The tools you'll need include

* A Windows, Linux, or Mac PC with at least 4 GB of RAM and 10 GB of free storage
* `git` and a http://www.github.com/[GitHub] account
* `python3` and some Python packages
  ** scikit-learn
  ** gensim
  ** seaborn
  ** nltk
  ** textblob
  ** ChatterBot

To set up our environments to code up the framework for the chatbot in this book I did

[sourcecode: bash]
mkproject nlpia

Some of you may have read the "ia" at the end as "ai" because of all the "priming" in this chapter about Artificial Intelligence. But of course you now realize that it's simply an acronym for the book title. But the book is about AI too, and I'd rather type `workon nlpai` each morning than `workon nlpia`. The latter sounds a bit like some weird new fish spicies like Talapia (language of thought, remember). A good acronym should invoke what it's about. That way it can take up less memory in our brains. So I've taken the liberty of changing the acronym for my work on this book to `nlpai`, just for efficiency's sake ;).
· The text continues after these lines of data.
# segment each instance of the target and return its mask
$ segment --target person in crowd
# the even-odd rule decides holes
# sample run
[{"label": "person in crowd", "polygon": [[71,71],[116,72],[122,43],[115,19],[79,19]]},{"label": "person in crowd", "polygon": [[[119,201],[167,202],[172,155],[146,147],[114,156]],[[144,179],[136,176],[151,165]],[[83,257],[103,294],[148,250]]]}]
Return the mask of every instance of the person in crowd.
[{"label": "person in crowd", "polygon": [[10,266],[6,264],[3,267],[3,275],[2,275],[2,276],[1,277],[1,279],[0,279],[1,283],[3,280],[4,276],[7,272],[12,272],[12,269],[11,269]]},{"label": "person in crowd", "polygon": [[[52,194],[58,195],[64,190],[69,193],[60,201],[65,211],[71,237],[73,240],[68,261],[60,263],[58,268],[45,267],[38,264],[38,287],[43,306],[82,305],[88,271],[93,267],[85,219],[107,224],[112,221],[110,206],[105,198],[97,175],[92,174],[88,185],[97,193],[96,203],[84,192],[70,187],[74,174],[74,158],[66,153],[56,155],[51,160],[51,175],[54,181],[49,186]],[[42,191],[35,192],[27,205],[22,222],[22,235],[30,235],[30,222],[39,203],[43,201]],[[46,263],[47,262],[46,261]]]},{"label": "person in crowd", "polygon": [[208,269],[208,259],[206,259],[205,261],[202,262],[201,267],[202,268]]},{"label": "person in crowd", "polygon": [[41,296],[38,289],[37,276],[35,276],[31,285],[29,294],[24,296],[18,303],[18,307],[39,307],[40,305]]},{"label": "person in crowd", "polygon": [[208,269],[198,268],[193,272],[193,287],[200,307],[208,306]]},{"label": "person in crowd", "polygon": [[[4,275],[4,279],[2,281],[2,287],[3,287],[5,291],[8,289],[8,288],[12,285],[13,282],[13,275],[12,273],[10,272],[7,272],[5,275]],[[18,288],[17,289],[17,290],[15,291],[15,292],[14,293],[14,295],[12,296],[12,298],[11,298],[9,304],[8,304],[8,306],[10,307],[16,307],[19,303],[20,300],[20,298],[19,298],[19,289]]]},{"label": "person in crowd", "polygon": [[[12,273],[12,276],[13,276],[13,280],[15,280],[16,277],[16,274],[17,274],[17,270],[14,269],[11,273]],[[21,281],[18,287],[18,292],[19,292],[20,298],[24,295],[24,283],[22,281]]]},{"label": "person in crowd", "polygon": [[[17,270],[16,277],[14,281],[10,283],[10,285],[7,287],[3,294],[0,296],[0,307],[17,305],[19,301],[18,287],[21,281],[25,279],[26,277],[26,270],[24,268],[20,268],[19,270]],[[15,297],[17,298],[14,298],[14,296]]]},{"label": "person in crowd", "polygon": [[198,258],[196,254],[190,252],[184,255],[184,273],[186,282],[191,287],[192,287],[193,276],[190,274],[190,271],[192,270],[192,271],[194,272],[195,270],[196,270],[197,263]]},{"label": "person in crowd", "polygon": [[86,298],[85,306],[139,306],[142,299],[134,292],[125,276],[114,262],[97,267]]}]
But this got us thinking about how we might convince the publisher to reorder the words so that our software project acronym captured this double meaning.

* _NLP_Action_in
* _NLP,_Action_in
* Action_in NLP

Or how about taking liberties with the whole noun phrase.

* _NLP_Action_in
* _NLP,_Action_in
* Action_in NLP

Clearly none of those orderings would fly with a reasonable publisher. So that brings us to the next topic... how word order affects the meaning of a phrase.  Words aren't completely independent packets of meaning that can be counted and tossed in a bag together (for each sentence or document) in order to save space and create a manageable "feature space" for machine learning.

=== Grammar

The order of words matters. That's something that bag-of-words approaches often neglect. Fortunately for most short phrases and even entire sentences this approximation works OK, if you just want to encode the general sense and sentiment of a sentence. But if you imagine trying to translate an English sentence into SQL to retrieve an accurate answer to a `query` (question), then you will realize that a bag of words would provide very little information about the query. For logical processing of natural language (inference) and question-answering systems (such as the SQL database query example) you will need to take into account the order of words. Knowing English syntax and grammar becomes critical to resolving ambiguities in a natural language question and finding the right answer to respond with.